Un tenativo di uscire d’analisi
appassionante ma alla fine catastrofico: esagerato, inutile. È una confessione
pubblica liberatoria? La chiesa da tempo non la pratiuca, il narcisismo
prevale, il primo dei peccati capitali.
La chiave analitica è anche nel racconto
porno. Una dichiarazione d’amore, conclude lo stesso Carrère, che invece avvia
una dolorosa separazione, “il principio del piacere essendosi scontrato col
duro principio di realtà”. L’estate di due anni fa”Le Monde” ha esumato questo piccolo fait divers, evento di cronaca letteraria.
Il 20 luglio 2002, nell’edizione datata 22 luglio, “Le Monde” pubblica in appendice
un racconto erotico di Carrère, “L’Usage du «Monde»”. Che deve esere letto il
girono dell’uscita dalla compagna dello scrittore, nel treno da Parigi a La Rochelle,
dove lui l’aspetta. Una specie di regalo a sorpresa. La cosa va al contrario. È
Carrère che deve di corsa rientrare a Parigi, e poi prende il treno per la Rochelle,
quello che avrebbe dovuto prendere la sua compagna. Dove nessuno legge il
racconto. E la cosa è registrata da due reporter che “Le Monde” ha mandato allo
stesso scopo, per vedere l’effetto che fa. Nulla di eccezionale, se non che
nell’occasione, per una serie di disguidi, l’autore scopre che l’amata, benché
inamoratissima, lo tradisce, e anzi aspetta un bambino, non suo. Commentando l’’affare
due anni fa, Carrère lo chiama “un dispositivo perverso”: “Abbiamo vissuto una
specie di 11 settembre privato, e io ho ricevuto una lezione sferzante: quando
si gioca al demiurgo, che si tenta come io ho fatto di controlare il reale, il reale
si vendica, e senza pietà”. Una conclusione da analista..
Il racconto Carrère pubblicò su “Le Monde”

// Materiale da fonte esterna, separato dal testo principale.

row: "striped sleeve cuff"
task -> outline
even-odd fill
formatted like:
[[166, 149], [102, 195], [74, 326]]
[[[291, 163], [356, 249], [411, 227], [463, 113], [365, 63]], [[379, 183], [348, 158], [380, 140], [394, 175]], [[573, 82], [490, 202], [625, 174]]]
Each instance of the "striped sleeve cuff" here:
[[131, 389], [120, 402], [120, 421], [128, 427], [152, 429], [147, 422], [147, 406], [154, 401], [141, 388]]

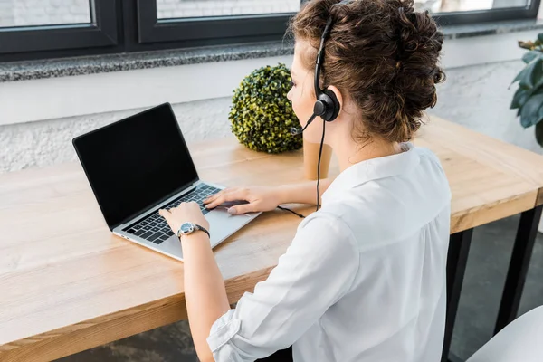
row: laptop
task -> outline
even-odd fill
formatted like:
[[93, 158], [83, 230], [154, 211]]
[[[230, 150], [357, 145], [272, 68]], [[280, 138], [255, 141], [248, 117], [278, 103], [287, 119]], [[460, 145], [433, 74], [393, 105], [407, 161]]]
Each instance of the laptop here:
[[214, 247], [261, 213], [231, 215], [203, 200], [224, 186], [200, 179], [169, 103], [77, 137], [73, 147], [110, 230], [182, 261], [179, 239], [161, 208], [195, 201], [209, 222]]

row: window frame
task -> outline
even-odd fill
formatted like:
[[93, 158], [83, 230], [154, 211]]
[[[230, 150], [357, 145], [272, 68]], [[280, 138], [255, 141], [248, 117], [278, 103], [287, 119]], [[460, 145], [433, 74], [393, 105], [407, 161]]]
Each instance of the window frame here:
[[490, 22], [536, 20], [541, 0], [531, 0], [528, 6], [502, 7], [470, 12], [437, 13], [433, 14], [440, 26], [479, 24]]
[[175, 42], [177, 46], [279, 40], [295, 13], [158, 19], [157, 1], [136, 0], [140, 44]]
[[90, 24], [0, 28], [0, 62], [10, 55], [117, 45], [115, 1], [91, 1]]
[[[540, 3], [433, 17], [441, 26], [535, 21]], [[89, 24], [0, 28], [0, 63], [281, 41], [295, 14], [158, 19], [155, 0], [94, 0], [93, 5]]]

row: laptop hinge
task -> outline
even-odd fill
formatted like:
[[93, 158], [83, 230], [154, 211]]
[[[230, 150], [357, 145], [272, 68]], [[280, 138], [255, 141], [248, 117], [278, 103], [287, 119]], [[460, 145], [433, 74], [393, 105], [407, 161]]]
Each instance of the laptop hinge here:
[[193, 182], [192, 184], [186, 184], [184, 186], [179, 187], [181, 189], [181, 191], [174, 192], [174, 193], [170, 194], [168, 196], [162, 198], [161, 201], [155, 203], [155, 204], [151, 205], [150, 206], [147, 207], [145, 210], [131, 214], [130, 216], [127, 217], [126, 219], [124, 219], [122, 222], [119, 223], [118, 224], [111, 226], [111, 230], [113, 230], [116, 227], [119, 227], [120, 225], [129, 224], [133, 219], [136, 219], [136, 218], [139, 219], [141, 217], [144, 217], [144, 215], [148, 214], [151, 210], [158, 207], [158, 205], [167, 203], [169, 199], [174, 199], [174, 198], [176, 198], [176, 197], [182, 195], [183, 194], [186, 193], [186, 191], [195, 187], [199, 183], [200, 183], [200, 180], [196, 179], [196, 181]]

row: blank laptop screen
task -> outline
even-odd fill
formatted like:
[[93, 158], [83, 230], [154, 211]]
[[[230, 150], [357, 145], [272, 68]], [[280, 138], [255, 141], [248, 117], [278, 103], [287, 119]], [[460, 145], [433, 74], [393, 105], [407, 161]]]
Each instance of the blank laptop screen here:
[[169, 104], [73, 140], [110, 229], [198, 179]]

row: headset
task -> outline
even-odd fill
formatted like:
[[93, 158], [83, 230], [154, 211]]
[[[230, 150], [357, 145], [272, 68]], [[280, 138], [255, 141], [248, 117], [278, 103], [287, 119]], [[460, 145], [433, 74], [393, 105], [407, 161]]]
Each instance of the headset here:
[[[319, 181], [320, 181], [320, 157], [322, 156], [322, 145], [324, 143], [324, 130], [326, 122], [331, 122], [336, 119], [339, 114], [340, 105], [338, 101], [336, 94], [330, 90], [322, 90], [320, 88], [320, 69], [324, 62], [324, 43], [330, 33], [332, 28], [332, 18], [329, 17], [322, 32], [320, 37], [320, 46], [317, 54], [317, 62], [315, 64], [315, 95], [317, 100], [313, 105], [313, 114], [308, 119], [306, 125], [299, 129], [297, 128], [291, 129], [291, 134], [293, 136], [301, 135], [303, 131], [308, 128], [310, 124], [317, 118], [320, 117], [324, 121], [322, 122], [322, 138], [320, 139], [320, 148], [319, 148], [319, 162], [317, 163], [317, 211], [319, 211]], [[291, 210], [289, 210], [291, 211]], [[298, 214], [299, 216], [301, 216]]]
[[317, 116], [319, 116], [327, 122], [331, 122], [332, 120], [336, 119], [339, 114], [340, 106], [336, 94], [334, 94], [334, 92], [330, 90], [322, 90], [320, 88], [320, 69], [322, 68], [322, 63], [324, 62], [324, 43], [329, 35], [331, 28], [332, 18], [330, 17], [326, 23], [324, 32], [320, 37], [320, 47], [319, 48], [317, 62], [315, 64], [315, 95], [317, 96], [317, 100], [313, 105], [313, 114], [308, 119], [308, 122], [303, 129], [299, 129], [295, 127], [291, 129], [291, 133], [293, 136], [301, 135]]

con l’e-mail - che ripete nel romanzo - e quindici anni più tardi continua a
ricevere posta sull’argomento,di tono “piuttosto positivo”. Ma “Le Monde” dovette
nel 2002 consacrare una pagina della posta dei lettori, e il suo stesso commento,
a fare ammenda. Non per motivi moralistici. Il racconto, telescopato a distanza
dall’autore sulla sua amante, è oltraggioso e frigido - sembra Moravia: “Mi piace
che la letteratura sia efficace, mi piacerebbe idealmente che sia performativa,
nel senso in cui i liguisti definiscono un enunciato performativo, l’esempio
classico esendo la frase «dichiaro guerra»…. Da “buon ossessivo”, commenta lui
stesso.
“Il tipo murato in un manicomio”è il suo
“soggetto”, Carrère rivendica in apertura. E ha ragione, il lettore va a Limonov,
Dick, san Paolo, san Luca, l’“Avversario”, un mitomane che infine stermina la
famiglia, un racconto che ha preso sette anni di lavoro. Anche qui Carrètre ne
ha uno, la prima storia della compilazione: l’ultimo prioniero di guerra in Russia, un ungherese seppellito
per quasi mezzo secolo in un manicomio. “Un’ultima storia di reclusione, e sarà
la storia dela mia liberazione”, proclama accettando l’incarico di coprire l’evento.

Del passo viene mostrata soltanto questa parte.